Demographic questions were initially asked, followed by structured interview questions where respondents selected options from a printed sheet. Subsequently, respondents were asked additional open-ended questions to explore their stress and coping experiences in more detail. In sum, 1140 min of interview material was collected, ensuring comprehensive data collection. The mean interview duration of participants classified as office-based workers was 32.5 min, and the mean interview duration of on-site workers was 32.6 min.
Ethics approval was obtained from the University of Cambridge before the commencement of the study. Participants were asked for consent to record the interviews, with recordings used solely for transcription and analysis. Each participant was assigned an identification number to anonymise the data. All participants reviewed an information sheet identifying their rights and the researcher’s responsibilities, and signed consent forms were collected in accordance with university policies.

2.4. Data Analysis

First, descriptive analysis was conducted on the data from structured questions on stress levels, sources of stress, and coping strategies in pursuit of research objectives 1, 2, and 3 (Section 1.2). Data are summarised by frequency, compiled separately by population sub-group (on-site vs. office-based) and in total. The descriptive analysis provides a baseline of stress and coping and creates a context for themes to be developed and explored in the next phase of analysis.
Second, and to address research objective 4 (Section 1.2), an inductive, qualitative content analysis was carried out [16]. Specifically, framework method analysis was employed to derive themes and generate a comparison between population sub-groups [18]. This process involved multiple stages, including data familiarisation, coding, theme development, charting, mapping, and interpretation, retaining links to the data at each phase. The framework method was chosen for this study because it facilitates an overarching, holistic, and comparative view of stress and coping experiences among all participants, as well as those specific to on-site or office-based workers.
The analysis resulted in frameworks (e.g., ‘main themes’). Each framework was composed of categories (e.g., ‘subthemes’). Each framework is also a matrix composed of a theme, subthemes, the study’s population sub-groups (site and office), and a measure of subtheme strength. The subtheme strength is indicated in the framework matrix by the number of participants (by site and office) who raised a topic mapped to a category in the framework.

3. Results

  • Brief overview of the section
The results from the descriptive analysis and the framework analysis are presented.
First, the descriptive analysis explores characterisations of work stress (perceived levels of stress, sources of stress, and the management of stress), presenting results separately by population sub-group with a combined count indicated in each table. Next, themes and subthemes from the framework analysis are presented. The two main frameworks generated from this analysis are (1) the negative impact of work stress on personal and professional wellbeing and (2) coping mechanisms to manage work stress (this is contained in the second part of the ‘Results’).

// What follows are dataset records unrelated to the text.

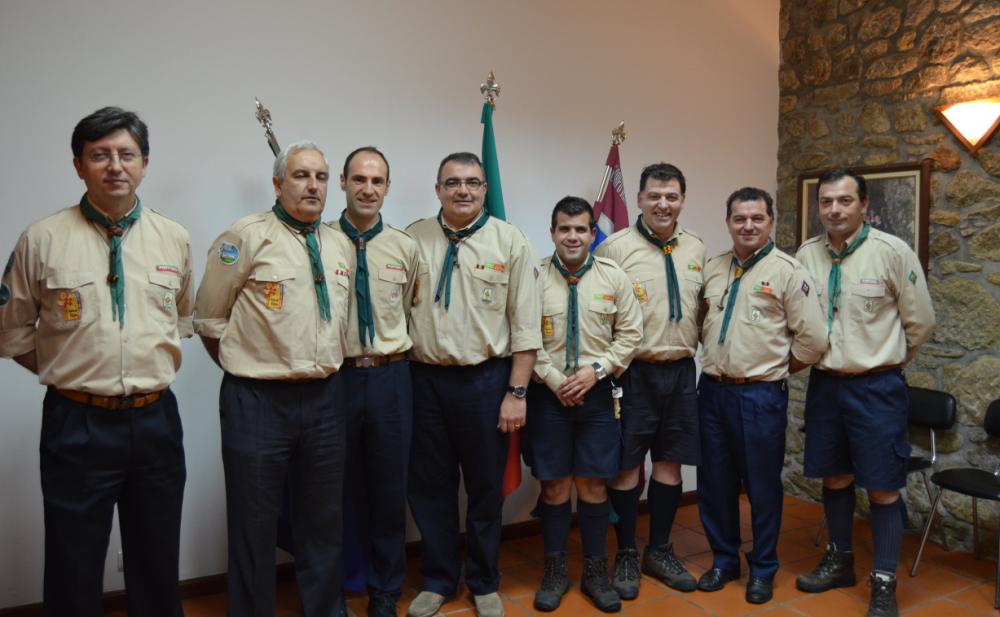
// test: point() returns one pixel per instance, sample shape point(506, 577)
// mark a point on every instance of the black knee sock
point(593, 519)
point(555, 526)
point(838, 505)
point(664, 500)
point(626, 505)
point(887, 536)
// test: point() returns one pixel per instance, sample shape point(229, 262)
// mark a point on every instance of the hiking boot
point(883, 599)
point(596, 586)
point(661, 563)
point(555, 583)
point(626, 579)
point(835, 569)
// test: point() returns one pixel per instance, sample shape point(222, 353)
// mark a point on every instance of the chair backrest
point(992, 421)
point(933, 409)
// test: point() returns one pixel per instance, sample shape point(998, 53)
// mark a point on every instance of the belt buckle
point(124, 403)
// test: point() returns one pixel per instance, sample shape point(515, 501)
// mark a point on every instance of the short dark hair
point(105, 121)
point(836, 174)
point(373, 150)
point(749, 193)
point(572, 206)
point(664, 172)
point(463, 158)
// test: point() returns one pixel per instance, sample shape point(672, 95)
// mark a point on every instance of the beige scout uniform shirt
point(663, 340)
point(392, 274)
point(60, 305)
point(885, 307)
point(776, 313)
point(495, 308)
point(609, 319)
point(258, 298)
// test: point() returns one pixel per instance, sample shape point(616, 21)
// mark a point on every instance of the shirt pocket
point(271, 288)
point(553, 323)
point(603, 314)
point(868, 302)
point(643, 286)
point(388, 289)
point(161, 294)
point(70, 300)
point(489, 289)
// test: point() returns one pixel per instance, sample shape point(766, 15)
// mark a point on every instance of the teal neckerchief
point(833, 283)
point(362, 291)
point(734, 289)
point(116, 271)
point(315, 259)
point(573, 309)
point(673, 288)
point(451, 256)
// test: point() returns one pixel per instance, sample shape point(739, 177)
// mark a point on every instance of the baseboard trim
point(216, 583)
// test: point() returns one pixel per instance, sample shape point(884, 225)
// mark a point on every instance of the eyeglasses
point(124, 157)
point(473, 184)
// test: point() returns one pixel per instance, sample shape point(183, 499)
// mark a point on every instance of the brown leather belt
point(872, 371)
point(733, 381)
point(114, 403)
point(373, 361)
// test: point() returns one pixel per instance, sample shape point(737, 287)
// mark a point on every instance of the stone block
point(967, 314)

3.1. Characterisations of Work Stress

3.1.1. Stress Levels

To establish a baseline picture of stress, all participants were asked to characterise levels of work stress. Participants were asked the following question with a five-point response format, “In general, how stressful do you find your job?” The scale ranged from (1) not stressful at all to (5) extremely stressful. Table 1 summarises self-reported stress by sub-group, indicating 70% of site workers and 85% of office workers find their jobs moderately stressful, very stressful, or extremely stressful. No participants characterised their jobs as not stressful.

3.1.2. Sources of Stress

To illuminate underlying issues, this study also explored sources of stress. Participants were asked to identify stressors (as yes/no) from a predefined list. They were also given the opportunity to identify additional stressors that might not have been captured by the list. Table 2 contains frequency counts of various sources of stress, and volunteered observations regarding any additional stressors are elaborated in-text below.
The most frequently-identified sources of stress were high workloads (32 participants), tight deadlines (30 participants), and situations not under one’s control (24 participants). Site workers more frequently identified situations not under one’s control, responsibility for the safety of others, and having a dangerous job. Office workers more frequently cited overtime and job instability. Outside the pre-defined list, over 50% of on-site workers elaborated on sources of stress, which can be categorised as the following: (1) last-minute changes and (2) lack of communication. Office-based workers added the following sources of stress with similar frequency: (1) managing complexity and (2) stress from personal/family issues.

3.1.3. Coping Mechanisms

To understand the management of work stress at the highest level, participants were asked to give a yes/no response to a list of coping mechanisms, summarised in Table 3. Results showed that about two-thirds of all participants would cope with stress by telling someone about it. The most frequent elaboration from site workers was ‘family’ or ‘a friend’ as trusted confidants to talk to about workplace stress. The most frequent elaboration from office workers was ‘a colleague’ to talk to during a stressful time. Potentially related to ineffective coping, 21/40 participants cited trying to block stress or keeping it to oneself. Less frequently overall, but identified in 50% of office workers was solutionising.
In sum, findings thus far show that 100% of participants experience some level of job stress from various sources, and participants have different ways of coping with stress. The following framework analysis highlights the negative influence of work stress on professional and personal wellbeing, and how participants manage work stress.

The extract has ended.